Chace McCallum, qui a fait des travaux sur les coefficients d’équivalence, a lui aussi levé un drapeau rouge, la semaine dernière, à propos de Slafkovsky et d’un autre espoir de la Liiga, Brad Lambert.

« L’argument contre les modèles statistiques, c’est qu’on trouve qu’il est parfaitement normal que Slafkovsky et Lambert n’aient pas beaucoup produit, car ils jouaient dans une ligue professionnelle. Que ces gars aient affronté une concurrence aussi forte en bas âge est un bon signe. Sauf que c’est faux. En raison de leur faible production [dans la Liiga], il est peu probable que des joueurs comme Slafkovsky et Lambert comblent les attentes du rang auquel ils sont repêchés. La qualité de la ligue ne compense pas [leur production]. »

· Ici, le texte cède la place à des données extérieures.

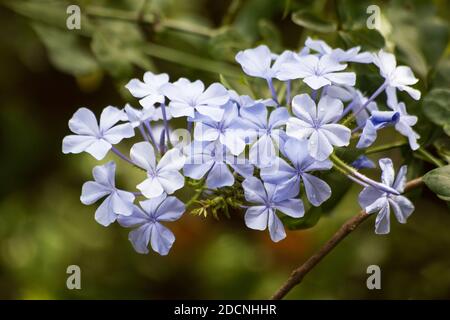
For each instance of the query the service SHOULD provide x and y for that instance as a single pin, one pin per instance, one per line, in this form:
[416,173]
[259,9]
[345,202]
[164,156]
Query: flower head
[214,161]
[147,218]
[373,200]
[399,77]
[188,97]
[350,55]
[266,200]
[117,202]
[229,131]
[378,120]
[161,177]
[150,90]
[289,177]
[266,130]
[317,72]
[316,124]
[93,138]
[257,62]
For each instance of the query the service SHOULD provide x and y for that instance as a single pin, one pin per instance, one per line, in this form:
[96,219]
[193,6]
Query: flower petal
[317,190]
[276,228]
[143,155]
[161,239]
[256,218]
[84,122]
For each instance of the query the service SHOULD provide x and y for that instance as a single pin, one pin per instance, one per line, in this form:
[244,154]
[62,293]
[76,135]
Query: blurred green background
[48,72]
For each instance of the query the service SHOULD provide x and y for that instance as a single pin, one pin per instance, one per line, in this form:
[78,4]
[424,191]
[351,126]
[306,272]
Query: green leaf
[438,180]
[368,39]
[436,107]
[119,46]
[65,50]
[312,22]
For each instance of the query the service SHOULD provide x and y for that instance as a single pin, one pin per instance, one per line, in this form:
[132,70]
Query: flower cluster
[270,148]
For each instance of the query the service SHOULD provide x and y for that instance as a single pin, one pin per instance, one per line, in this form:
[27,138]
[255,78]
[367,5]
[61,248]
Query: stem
[350,225]
[288,93]
[386,147]
[150,133]
[272,90]
[150,19]
[352,171]
[166,124]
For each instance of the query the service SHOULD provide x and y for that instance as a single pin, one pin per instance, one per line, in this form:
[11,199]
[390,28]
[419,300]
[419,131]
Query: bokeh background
[47,72]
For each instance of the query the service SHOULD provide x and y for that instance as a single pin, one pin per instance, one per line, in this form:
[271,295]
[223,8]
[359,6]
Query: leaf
[368,39]
[438,180]
[270,34]
[310,21]
[119,46]
[436,107]
[66,51]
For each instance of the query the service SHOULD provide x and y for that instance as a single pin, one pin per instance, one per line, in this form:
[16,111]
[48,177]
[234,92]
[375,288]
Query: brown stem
[299,273]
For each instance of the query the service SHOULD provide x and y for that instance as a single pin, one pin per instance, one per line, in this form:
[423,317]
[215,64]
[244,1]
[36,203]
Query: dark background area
[47,72]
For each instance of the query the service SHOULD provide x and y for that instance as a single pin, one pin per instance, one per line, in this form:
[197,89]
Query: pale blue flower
[266,200]
[405,123]
[356,99]
[317,72]
[257,62]
[377,121]
[396,77]
[161,177]
[288,177]
[93,138]
[116,203]
[363,162]
[148,222]
[350,55]
[150,90]
[188,97]
[214,161]
[316,124]
[230,131]
[373,200]
[266,130]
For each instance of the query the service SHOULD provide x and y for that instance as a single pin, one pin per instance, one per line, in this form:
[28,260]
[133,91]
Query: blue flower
[229,131]
[356,99]
[212,160]
[316,124]
[257,62]
[405,123]
[150,90]
[148,222]
[288,177]
[397,77]
[351,55]
[267,200]
[373,200]
[188,97]
[266,130]
[378,120]
[117,202]
[93,138]
[161,177]
[363,162]
[317,72]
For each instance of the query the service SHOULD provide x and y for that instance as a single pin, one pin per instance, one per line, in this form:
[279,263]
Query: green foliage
[313,22]
[438,180]
[437,108]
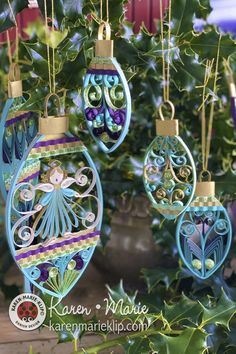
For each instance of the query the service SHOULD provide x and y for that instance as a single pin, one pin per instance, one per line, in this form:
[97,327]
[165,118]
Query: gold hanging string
[53,53]
[168,54]
[17,33]
[166,66]
[207,133]
[101,10]
[9,48]
[230,77]
[208,72]
[107,11]
[48,49]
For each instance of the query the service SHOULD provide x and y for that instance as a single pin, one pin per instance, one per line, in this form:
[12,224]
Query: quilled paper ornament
[17,129]
[169,169]
[53,224]
[106,95]
[204,232]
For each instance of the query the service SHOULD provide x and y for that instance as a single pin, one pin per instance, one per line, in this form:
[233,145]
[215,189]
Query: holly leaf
[190,341]
[6,18]
[155,276]
[183,13]
[62,325]
[221,313]
[184,309]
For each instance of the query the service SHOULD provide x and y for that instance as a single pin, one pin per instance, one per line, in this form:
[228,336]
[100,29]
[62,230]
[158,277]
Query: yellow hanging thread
[53,53]
[207,133]
[9,48]
[17,36]
[107,11]
[166,66]
[48,49]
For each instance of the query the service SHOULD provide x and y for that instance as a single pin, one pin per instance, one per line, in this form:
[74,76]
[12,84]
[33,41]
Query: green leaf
[62,325]
[6,19]
[206,45]
[183,13]
[221,313]
[190,341]
[154,276]
[52,38]
[184,309]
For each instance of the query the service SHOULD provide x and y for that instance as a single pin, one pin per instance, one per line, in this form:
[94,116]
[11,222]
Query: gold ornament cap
[53,125]
[232,89]
[104,47]
[167,126]
[205,189]
[14,82]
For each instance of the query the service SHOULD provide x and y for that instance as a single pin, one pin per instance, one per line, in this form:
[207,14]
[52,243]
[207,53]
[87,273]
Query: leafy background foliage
[186,315]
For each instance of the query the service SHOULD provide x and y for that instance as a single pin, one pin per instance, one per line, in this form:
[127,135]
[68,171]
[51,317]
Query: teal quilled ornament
[106,96]
[204,232]
[169,169]
[17,130]
[53,223]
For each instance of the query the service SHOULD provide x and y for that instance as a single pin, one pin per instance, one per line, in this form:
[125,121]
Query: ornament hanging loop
[172,110]
[104,47]
[53,125]
[205,187]
[167,126]
[14,81]
[205,176]
[104,29]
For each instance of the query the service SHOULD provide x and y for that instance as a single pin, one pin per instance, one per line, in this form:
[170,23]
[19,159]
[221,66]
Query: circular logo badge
[27,312]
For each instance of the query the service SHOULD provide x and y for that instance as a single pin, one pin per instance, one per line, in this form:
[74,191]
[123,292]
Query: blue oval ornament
[106,96]
[169,171]
[53,224]
[204,233]
[17,130]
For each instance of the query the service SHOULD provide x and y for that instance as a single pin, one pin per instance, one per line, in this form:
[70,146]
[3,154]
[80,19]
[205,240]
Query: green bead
[53,272]
[168,184]
[197,264]
[168,175]
[209,263]
[9,133]
[71,264]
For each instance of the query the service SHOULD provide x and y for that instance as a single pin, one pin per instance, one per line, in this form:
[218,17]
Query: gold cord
[53,53]
[48,49]
[165,66]
[168,54]
[17,36]
[207,133]
[107,11]
[9,48]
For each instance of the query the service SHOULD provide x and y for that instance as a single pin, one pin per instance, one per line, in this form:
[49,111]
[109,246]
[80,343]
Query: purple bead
[44,271]
[91,113]
[44,275]
[79,262]
[118,116]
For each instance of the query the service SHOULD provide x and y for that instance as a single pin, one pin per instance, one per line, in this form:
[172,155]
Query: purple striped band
[27,179]
[56,141]
[56,245]
[102,72]
[17,119]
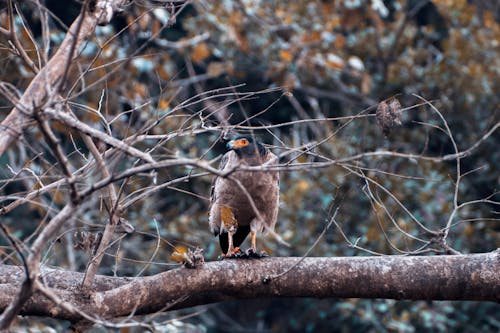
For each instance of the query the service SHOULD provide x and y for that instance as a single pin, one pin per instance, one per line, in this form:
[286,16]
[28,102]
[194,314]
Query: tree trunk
[458,277]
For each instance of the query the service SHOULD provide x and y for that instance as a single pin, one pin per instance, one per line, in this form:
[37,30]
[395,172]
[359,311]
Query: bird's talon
[252,253]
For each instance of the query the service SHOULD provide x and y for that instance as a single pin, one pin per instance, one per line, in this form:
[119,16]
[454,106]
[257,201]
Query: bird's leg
[253,243]
[231,250]
[231,225]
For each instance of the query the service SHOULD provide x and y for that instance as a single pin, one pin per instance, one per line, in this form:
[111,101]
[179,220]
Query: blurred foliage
[335,58]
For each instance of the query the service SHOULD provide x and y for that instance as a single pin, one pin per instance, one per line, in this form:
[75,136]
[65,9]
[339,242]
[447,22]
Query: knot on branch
[388,115]
[188,257]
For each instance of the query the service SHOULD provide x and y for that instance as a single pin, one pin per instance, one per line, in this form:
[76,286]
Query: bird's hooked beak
[237,144]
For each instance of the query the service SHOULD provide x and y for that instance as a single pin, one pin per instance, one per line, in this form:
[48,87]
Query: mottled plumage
[231,213]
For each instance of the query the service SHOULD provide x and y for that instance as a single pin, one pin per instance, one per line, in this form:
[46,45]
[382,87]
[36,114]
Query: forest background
[307,78]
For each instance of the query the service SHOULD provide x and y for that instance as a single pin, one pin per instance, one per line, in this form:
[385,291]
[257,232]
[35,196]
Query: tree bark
[457,277]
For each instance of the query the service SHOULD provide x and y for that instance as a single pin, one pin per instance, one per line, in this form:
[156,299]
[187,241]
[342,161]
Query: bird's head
[246,146]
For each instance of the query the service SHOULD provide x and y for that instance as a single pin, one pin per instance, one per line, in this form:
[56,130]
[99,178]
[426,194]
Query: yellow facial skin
[239,143]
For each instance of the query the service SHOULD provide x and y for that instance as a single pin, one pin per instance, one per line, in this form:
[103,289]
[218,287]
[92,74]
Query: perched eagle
[232,216]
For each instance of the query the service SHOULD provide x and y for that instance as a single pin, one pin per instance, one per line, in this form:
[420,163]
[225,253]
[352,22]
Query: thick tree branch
[460,277]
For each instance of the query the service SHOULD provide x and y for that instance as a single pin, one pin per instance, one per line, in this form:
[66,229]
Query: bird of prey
[235,211]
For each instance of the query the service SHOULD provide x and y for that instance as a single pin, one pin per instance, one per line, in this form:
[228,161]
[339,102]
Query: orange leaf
[286,55]
[200,52]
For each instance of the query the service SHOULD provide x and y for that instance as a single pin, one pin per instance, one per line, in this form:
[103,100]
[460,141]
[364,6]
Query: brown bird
[232,216]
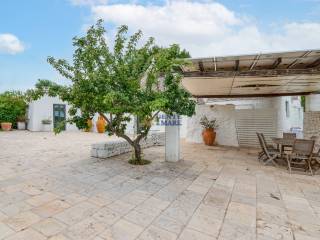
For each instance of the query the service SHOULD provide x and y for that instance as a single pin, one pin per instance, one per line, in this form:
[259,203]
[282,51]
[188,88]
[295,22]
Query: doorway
[59,115]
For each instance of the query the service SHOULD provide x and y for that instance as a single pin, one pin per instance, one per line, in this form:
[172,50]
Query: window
[287,109]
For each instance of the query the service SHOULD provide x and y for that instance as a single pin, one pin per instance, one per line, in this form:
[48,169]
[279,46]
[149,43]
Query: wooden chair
[288,136]
[301,156]
[270,154]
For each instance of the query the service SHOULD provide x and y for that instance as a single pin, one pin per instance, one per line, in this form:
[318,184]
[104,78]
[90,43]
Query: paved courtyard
[51,189]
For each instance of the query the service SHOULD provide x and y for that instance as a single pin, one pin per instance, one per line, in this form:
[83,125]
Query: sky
[32,30]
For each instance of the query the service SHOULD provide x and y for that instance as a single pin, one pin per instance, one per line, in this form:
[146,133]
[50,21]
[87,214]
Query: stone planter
[21,125]
[6,126]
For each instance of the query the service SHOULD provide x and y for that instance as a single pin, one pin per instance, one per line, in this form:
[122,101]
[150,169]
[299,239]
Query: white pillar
[172,144]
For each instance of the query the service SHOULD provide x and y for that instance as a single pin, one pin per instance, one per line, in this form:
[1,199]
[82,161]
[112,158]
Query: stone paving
[51,189]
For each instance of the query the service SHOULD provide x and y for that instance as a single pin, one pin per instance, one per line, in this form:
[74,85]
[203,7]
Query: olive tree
[132,79]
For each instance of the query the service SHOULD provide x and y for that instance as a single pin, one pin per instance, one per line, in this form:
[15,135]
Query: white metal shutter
[251,121]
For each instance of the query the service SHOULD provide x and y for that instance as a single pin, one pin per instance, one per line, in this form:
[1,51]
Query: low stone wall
[117,147]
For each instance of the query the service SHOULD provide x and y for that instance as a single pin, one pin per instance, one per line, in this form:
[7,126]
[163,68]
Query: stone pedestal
[172,143]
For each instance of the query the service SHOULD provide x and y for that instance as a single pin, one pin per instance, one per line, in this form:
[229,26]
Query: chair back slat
[264,144]
[303,147]
[289,135]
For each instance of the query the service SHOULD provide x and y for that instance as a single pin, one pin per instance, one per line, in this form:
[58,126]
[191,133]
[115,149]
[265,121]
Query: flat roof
[255,75]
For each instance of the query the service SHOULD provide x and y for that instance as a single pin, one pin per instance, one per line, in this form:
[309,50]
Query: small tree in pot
[12,105]
[132,79]
[208,133]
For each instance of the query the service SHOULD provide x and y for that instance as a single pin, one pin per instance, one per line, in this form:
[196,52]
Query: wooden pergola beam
[276,63]
[257,95]
[314,64]
[255,73]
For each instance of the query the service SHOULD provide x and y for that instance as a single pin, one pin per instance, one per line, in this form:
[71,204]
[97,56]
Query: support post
[172,139]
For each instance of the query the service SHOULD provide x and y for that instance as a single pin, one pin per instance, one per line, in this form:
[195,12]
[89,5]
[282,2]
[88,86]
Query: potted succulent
[208,133]
[46,125]
[21,122]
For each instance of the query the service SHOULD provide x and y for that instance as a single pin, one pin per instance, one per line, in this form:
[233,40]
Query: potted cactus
[208,133]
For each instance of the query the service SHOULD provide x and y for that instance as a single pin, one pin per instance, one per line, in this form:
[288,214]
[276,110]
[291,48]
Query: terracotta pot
[21,125]
[90,124]
[209,136]
[6,126]
[101,125]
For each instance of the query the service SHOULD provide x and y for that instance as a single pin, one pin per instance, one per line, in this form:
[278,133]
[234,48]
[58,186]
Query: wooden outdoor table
[282,143]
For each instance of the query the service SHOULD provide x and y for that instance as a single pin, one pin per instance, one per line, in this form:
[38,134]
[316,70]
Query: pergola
[259,75]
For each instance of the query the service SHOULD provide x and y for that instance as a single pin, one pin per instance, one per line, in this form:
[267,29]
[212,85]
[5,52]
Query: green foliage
[12,106]
[208,124]
[131,79]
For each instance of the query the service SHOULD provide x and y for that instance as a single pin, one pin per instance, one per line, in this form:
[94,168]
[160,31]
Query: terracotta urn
[209,136]
[101,125]
[90,124]
[6,126]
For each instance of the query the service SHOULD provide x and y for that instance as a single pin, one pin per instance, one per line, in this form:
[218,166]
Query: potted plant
[208,133]
[46,125]
[101,125]
[89,125]
[12,105]
[21,122]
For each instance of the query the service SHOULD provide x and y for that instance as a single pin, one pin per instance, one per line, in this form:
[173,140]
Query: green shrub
[12,106]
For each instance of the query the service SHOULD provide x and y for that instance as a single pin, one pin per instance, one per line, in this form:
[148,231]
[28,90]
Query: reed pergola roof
[260,75]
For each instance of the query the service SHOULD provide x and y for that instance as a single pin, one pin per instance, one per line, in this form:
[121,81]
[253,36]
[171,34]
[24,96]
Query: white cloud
[9,43]
[87,2]
[208,28]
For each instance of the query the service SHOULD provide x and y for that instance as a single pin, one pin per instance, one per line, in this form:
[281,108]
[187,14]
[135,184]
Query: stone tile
[190,234]
[86,229]
[155,233]
[59,236]
[26,235]
[121,207]
[15,208]
[241,213]
[41,199]
[22,220]
[273,231]
[154,202]
[122,230]
[231,230]
[135,197]
[49,227]
[101,199]
[74,198]
[51,208]
[107,216]
[139,218]
[169,224]
[5,231]
[77,213]
[205,224]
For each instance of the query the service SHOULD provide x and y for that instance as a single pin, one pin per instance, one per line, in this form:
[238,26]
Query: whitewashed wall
[225,115]
[43,109]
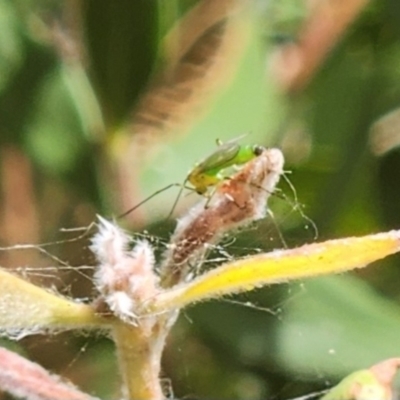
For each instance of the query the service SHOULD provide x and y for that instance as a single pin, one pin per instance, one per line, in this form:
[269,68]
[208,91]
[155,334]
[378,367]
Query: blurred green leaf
[335,325]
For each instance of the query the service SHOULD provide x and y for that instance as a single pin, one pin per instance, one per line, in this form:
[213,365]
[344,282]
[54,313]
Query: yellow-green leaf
[26,308]
[280,266]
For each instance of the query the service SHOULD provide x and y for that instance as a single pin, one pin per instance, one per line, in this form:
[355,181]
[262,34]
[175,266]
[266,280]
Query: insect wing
[221,158]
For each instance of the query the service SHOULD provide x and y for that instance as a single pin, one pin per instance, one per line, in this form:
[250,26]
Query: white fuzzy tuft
[124,277]
[110,243]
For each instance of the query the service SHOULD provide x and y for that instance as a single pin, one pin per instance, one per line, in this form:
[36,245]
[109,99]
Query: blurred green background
[79,136]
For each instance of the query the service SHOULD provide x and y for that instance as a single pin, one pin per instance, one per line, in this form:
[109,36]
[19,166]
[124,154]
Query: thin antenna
[282,239]
[150,197]
[298,207]
[183,186]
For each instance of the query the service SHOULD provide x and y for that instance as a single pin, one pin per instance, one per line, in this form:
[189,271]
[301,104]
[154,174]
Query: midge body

Lisez l’article de Chace McCallum (en anglais)

Dans un autre modèle d’équivalence, le DRAFTe de Thibaud Chatel, Simon Nemec et Joakim Kemell occupent les deux premiers rangs. Logan Cooley est 8e, Shane Wright est 10e et Juraj Slafkovsky, 18e.

Ma prédiction ?

Depuis leur nomination, les nouveaux patrons du Canadien martèlent l’importance des statistiques avancées. Dans ce contexte, une sélection de Juraj Slafkovsky au premier rang serait surprenante. Ce serait le résultat d’un coup de foudre irrésistible de Jeff Gorton ou de Kent Hughes.

C’est possible.

Mais le scénario le plus probable pour le Tricolore reste une sélection de Shane Wright ou de Logan Cooley.

Leur saison 2021-2022

  • Shane Wright : 35 buts, 73 aides, 108 points en 74 matchs
  • Juraj Slafkovsky : 7 buts, 10 aides, 17 points en 49 matchs
  • Logan Cooley : 13 buts, 23 aides, 36 points en 24 matchs

Statistiques de ligue, saison et séries éliminatoires comprises. Ne comprend pas les tournois internationaux et les matchs hors concours.